Introduction of a new product or technology
When new products, technologies, or services are about to be introduced into the market, more than customers’ preferences must be considered. The new product or technology will compete with existing ones, and other players’ reactions must be taken into account: Will competitors attempt to respond by lowering prices and sacrificing margins? How can we mitigate this risk and find a good positioning? Can we address a specific segment to keep competitive reactions to a minimum? Will other players block the innovation, or are there key groups (customers or other stakeholders) whose early adoption is key? The where’s, when’s, and how’s of an introduction are often critical due to competitors’ and other players’ reactions and should thus be considered thoroughly. Typically, there will be no second chance.
Straint’s approach to analyzing strategic interactions helps executives make the best fact-based decisions, taking upside potential and downside risk into account.

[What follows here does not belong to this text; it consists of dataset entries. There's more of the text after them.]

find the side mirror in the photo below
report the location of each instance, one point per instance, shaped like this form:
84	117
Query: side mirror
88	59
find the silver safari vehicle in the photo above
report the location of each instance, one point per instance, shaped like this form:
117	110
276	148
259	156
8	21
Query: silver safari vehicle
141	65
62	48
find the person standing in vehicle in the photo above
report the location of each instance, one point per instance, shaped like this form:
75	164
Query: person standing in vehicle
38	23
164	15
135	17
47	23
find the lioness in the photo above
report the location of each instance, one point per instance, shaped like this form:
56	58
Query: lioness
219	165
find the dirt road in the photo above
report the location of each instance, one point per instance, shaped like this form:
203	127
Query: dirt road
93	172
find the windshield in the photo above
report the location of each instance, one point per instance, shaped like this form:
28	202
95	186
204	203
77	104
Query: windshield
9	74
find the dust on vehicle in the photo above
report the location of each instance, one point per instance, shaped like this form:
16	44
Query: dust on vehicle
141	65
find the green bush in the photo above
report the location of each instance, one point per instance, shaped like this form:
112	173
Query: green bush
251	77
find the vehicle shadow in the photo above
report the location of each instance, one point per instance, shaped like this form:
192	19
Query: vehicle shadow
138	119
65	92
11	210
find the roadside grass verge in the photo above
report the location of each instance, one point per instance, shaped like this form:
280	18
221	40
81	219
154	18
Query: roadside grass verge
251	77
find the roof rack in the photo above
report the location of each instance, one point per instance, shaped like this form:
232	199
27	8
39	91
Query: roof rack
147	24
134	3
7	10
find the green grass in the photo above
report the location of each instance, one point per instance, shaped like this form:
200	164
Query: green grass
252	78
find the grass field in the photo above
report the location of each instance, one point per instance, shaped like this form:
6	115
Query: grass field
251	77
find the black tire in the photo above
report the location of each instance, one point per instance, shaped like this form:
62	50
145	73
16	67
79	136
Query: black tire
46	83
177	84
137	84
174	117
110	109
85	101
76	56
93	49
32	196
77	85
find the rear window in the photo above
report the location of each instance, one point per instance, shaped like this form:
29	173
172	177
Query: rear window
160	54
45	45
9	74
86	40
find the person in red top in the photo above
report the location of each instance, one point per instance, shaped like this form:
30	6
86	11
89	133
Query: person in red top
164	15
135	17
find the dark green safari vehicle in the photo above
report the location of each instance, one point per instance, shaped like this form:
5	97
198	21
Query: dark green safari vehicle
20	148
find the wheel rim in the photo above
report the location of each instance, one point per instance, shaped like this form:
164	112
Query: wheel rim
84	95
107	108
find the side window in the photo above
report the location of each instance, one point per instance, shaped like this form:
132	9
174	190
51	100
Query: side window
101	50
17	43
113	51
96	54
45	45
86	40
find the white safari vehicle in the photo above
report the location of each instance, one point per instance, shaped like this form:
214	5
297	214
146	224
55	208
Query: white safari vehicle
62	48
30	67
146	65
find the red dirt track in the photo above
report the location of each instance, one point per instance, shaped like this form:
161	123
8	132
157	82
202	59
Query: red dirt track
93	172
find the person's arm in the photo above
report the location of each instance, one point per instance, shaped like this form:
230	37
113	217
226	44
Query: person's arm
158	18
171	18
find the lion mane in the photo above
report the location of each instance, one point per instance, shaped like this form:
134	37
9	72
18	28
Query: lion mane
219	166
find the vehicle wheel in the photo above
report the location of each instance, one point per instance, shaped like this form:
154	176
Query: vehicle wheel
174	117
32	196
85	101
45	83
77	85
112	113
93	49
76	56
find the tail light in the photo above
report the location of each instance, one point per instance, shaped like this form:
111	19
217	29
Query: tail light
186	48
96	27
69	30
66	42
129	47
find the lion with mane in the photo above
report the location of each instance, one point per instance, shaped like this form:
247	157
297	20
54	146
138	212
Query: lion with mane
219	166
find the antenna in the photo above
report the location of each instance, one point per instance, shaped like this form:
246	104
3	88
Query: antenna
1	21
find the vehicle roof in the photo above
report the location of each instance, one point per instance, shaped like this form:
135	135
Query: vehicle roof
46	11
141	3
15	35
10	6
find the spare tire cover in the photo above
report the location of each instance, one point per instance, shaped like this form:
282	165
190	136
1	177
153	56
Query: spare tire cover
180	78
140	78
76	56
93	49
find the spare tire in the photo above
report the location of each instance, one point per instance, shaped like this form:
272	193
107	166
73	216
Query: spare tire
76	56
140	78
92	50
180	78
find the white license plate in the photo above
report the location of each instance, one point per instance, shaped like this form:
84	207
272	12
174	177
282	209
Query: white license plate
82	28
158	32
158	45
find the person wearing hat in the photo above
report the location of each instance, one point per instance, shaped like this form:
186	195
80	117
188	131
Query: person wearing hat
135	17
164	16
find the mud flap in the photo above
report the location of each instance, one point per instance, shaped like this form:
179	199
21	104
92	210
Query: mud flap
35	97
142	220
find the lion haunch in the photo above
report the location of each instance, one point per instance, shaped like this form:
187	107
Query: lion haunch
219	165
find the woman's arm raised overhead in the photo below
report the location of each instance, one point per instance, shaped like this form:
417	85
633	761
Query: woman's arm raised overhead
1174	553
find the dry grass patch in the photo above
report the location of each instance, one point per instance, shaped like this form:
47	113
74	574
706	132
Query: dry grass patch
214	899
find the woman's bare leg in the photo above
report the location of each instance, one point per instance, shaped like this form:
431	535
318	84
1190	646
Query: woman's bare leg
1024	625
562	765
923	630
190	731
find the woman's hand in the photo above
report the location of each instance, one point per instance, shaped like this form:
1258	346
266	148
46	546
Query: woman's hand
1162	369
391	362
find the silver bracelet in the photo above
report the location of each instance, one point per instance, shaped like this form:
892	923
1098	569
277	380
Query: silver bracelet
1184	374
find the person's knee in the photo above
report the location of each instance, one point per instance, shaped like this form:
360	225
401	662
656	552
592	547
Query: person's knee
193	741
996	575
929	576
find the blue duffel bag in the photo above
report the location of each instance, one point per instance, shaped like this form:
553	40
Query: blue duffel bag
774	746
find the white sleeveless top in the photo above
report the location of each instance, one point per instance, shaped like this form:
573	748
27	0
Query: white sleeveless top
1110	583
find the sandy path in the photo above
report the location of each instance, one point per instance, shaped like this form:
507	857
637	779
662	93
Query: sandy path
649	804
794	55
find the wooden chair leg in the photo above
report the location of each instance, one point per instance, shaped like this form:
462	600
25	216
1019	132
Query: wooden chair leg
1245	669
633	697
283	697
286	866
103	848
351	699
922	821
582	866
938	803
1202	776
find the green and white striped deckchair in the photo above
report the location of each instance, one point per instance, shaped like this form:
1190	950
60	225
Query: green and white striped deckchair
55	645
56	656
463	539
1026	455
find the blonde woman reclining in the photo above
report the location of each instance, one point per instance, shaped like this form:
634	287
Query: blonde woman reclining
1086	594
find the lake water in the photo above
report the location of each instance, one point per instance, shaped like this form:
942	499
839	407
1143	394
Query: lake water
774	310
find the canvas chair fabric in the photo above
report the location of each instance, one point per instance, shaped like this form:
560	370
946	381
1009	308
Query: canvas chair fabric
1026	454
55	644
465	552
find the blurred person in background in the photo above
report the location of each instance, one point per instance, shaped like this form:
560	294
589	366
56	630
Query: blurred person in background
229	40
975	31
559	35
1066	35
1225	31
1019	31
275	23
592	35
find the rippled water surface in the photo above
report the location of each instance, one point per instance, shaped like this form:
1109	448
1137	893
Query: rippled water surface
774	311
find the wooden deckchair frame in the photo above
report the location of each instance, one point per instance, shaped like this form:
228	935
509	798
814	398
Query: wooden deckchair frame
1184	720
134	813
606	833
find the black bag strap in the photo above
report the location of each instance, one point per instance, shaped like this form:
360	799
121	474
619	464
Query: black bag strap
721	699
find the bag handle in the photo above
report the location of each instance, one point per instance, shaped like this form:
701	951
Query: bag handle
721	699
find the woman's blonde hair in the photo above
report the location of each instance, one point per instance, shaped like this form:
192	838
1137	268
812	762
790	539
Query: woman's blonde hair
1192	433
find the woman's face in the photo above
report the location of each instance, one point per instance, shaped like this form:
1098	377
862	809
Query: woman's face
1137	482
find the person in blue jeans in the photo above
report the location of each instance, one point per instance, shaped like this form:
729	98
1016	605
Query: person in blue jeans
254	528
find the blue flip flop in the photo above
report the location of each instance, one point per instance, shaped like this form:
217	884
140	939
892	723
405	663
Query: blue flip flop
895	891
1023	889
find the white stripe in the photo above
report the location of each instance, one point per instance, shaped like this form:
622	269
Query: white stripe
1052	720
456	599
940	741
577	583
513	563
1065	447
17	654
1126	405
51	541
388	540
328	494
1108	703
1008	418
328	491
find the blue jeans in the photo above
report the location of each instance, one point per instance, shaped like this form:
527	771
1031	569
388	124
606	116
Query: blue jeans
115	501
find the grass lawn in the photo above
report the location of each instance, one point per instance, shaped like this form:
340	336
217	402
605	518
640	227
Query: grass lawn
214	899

Selected cases: Introduction of a new product or technology
Growth strategy for an innovative drug
Portfolio/repositioning strategy for a drug at the end of its product lifecycle
In a large but saturated segment with many similar drugs/treatments (prescription), a competitor launched a new drug that was expected to quickly gain a great deal of market share. As a consequence, our client’s well-established, high-volume product in the second half of its lifecycle was seriously challenged. At the same time, their new product did not receive the approval of additional benefits from the authorities.
During the project, we helped our client develop a value-maximizing repositioning and partial pullback strategy by focusing our attention on specific patients.
New product positioning, marketing, and introduction
Defining a future strategy, positioning, and product specification for a vehicle's new value-added service
Market introduction of a revolutionary process innovation
Our client had developed a significant technological improvement, with substantial improvements for a major product in a largely saturated B2B market. In spite of the benefits to consumers, our client’s customer, possessing a high market power, wanted to block the innovation to reduce future dependency on their supplier (our client).
We helped the client develop a strategy to create consumer pull by using smaller customers to break through this barrier. At the same time, the question was whether to substitute the predecessor technology, in which large investments had been made, in a revolutionary way or to replace old technology with new technology in an evolutionary manner, taking into account the possible and likely reactions on the part of customers and competitors.
Backward integration by entering a market with a new production technology
After developing a new production technology based on various types of and needs for raw materials, we were asked to evaluate the “if’s” and ”how’s” of market introduction. These were heavily dependent on competitor reactions, as well as on the availability and prices of the specific raw materials. For various resource scenarios, we analyzed the action-reaction patterns of suppliers to determine the best way of introducing the technology.